Any help appreciated. Thanks
 
Well for ASP you're pretty much stuck with Windows+IIS, Mono supports some ASP.Net but I don't know how complete it is yet. I've never had to install/configure ColdFusion but it supports a lot of platforms so as long as you can get the software and read the instructions you'll probably be fine.

Personally I'd go with Debian, installing Apache+PHP+MySQL will take about 5 minutes there. Then for ASP install Windows in VMWare.
 
Here is some info on ASP on Apache. And I've never heard of any free versions of Coldfusion, so unless you want to spend some dough, you may be out of luck there.

Personally, I would bet you would be much better served by using either PHP or RubyOnRails with your Apache and Mysql. It depends on your goal, though. Do you want to learn a platform used by companies that are easily wooed by vendor-provided lunches and powerpoint presentations (ASP/Coldfusion), a platform used by almost every hosting provider and the majority of overall webservers (PHP), or a platform that is incredibly easy-to-learn and powerfull but used by almost nobody (RubyOnRails).

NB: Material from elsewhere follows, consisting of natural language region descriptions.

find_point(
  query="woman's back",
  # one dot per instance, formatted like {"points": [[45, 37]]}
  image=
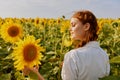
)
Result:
{"points": [[87, 63]]}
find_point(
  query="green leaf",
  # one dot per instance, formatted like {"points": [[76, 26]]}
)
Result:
{"points": [[33, 76], [5, 76], [115, 60]]}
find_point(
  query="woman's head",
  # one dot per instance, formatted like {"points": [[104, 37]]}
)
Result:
{"points": [[84, 27]]}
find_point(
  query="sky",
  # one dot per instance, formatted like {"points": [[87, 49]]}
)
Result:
{"points": [[58, 8]]}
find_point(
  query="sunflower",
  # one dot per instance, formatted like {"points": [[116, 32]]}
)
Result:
{"points": [[11, 32], [27, 53]]}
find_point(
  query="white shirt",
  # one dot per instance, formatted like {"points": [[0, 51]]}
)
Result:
{"points": [[87, 63]]}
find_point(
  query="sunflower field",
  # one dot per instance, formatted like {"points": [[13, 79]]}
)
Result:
{"points": [[44, 42]]}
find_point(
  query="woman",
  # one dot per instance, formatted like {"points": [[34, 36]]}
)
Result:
{"points": [[88, 61]]}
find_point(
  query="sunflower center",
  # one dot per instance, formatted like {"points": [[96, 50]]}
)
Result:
{"points": [[30, 52], [13, 31]]}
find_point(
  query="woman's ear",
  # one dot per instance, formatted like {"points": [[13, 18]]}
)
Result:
{"points": [[86, 26]]}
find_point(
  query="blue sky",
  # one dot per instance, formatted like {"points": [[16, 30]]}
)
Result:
{"points": [[58, 8]]}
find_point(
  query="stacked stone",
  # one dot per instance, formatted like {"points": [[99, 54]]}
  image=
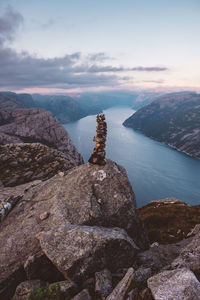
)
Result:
{"points": [[99, 153]]}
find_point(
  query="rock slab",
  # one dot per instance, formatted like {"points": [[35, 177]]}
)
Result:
{"points": [[175, 285], [79, 251]]}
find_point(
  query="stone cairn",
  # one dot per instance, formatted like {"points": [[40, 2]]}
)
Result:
{"points": [[99, 153]]}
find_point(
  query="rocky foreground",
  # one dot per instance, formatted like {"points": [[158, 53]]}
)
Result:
{"points": [[81, 233], [173, 119]]}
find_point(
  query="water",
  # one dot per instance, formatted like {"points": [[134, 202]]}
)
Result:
{"points": [[155, 170]]}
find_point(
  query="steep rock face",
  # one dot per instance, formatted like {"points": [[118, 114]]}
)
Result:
{"points": [[169, 220], [189, 256], [79, 250], [87, 195], [36, 125], [26, 100], [6, 102], [28, 162], [173, 119], [98, 195]]}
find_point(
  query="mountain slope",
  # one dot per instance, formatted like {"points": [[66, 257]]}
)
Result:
{"points": [[173, 119]]}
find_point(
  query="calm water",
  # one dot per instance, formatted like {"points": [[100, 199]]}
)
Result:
{"points": [[155, 170]]}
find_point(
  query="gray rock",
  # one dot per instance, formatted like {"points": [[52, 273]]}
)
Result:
{"points": [[36, 125], [141, 275], [83, 295], [66, 286], [79, 251], [101, 196], [189, 256], [179, 115], [123, 286], [175, 285], [28, 162], [161, 256], [103, 285], [26, 288], [70, 199]]}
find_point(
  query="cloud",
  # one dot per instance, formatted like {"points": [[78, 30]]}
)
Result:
{"points": [[23, 70], [9, 23], [150, 69], [96, 69]]}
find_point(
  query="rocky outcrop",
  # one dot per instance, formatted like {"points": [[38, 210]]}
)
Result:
{"points": [[99, 153], [79, 250], [26, 288], [176, 284], [8, 103], [36, 125], [169, 220], [172, 119], [92, 195], [189, 256], [28, 162], [121, 290]]}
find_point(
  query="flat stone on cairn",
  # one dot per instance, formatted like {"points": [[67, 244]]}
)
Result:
{"points": [[99, 153]]}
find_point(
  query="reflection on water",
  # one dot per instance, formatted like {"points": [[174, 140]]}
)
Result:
{"points": [[155, 170]]}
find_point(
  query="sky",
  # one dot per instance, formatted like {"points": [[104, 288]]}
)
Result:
{"points": [[63, 46]]}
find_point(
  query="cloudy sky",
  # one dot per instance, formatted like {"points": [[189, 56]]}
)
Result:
{"points": [[80, 45]]}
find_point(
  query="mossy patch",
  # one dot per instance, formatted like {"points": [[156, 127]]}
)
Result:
{"points": [[169, 223]]}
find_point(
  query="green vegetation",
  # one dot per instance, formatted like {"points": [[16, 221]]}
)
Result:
{"points": [[169, 223], [49, 292]]}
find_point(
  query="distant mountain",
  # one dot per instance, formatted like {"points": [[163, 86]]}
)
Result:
{"points": [[173, 119], [8, 103], [67, 109], [64, 108], [25, 99], [93, 103]]}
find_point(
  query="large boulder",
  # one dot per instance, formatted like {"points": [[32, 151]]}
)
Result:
{"points": [[36, 125], [158, 256], [79, 251], [98, 195], [121, 290], [169, 220], [28, 162], [87, 195], [175, 285], [189, 255]]}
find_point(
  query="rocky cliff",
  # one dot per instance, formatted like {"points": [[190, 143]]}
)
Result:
{"points": [[26, 162], [172, 119], [81, 233], [70, 227], [64, 108], [36, 125]]}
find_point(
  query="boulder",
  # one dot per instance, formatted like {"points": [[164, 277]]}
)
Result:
{"points": [[121, 290], [169, 220], [103, 286], [160, 256], [28, 162], [175, 285], [87, 195], [66, 286], [36, 125], [98, 195], [26, 288], [79, 251], [83, 295]]}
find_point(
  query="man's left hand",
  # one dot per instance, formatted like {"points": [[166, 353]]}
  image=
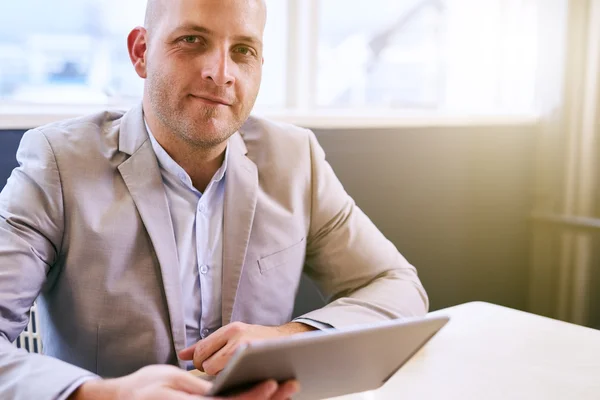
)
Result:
{"points": [[210, 355]]}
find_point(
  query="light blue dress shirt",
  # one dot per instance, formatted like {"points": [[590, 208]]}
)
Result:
{"points": [[198, 227]]}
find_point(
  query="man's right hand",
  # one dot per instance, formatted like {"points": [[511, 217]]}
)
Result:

Also, I would personally use Ubuntu LTS Server over Debian. I think Ubuntu is easier-by-default, has a reputable company behind it (Canonical), and as a business user/admin it gives me warm fuzzy feelings knowing paid support is available from said company. But there is a strong case for either Debian or Ubuntu, and what you learn on one is easily transferable to the other. I would go with either one of those over anything else, and you couldn't PAY me enough to go with anything SuSe (just thought I would throw that out there FYI).
 
If you want to give RubyOnRails a try, you can use Flash Rails which is also just a download, unzip, and run. Delete the folder if you change your mind and nothing is left on your system.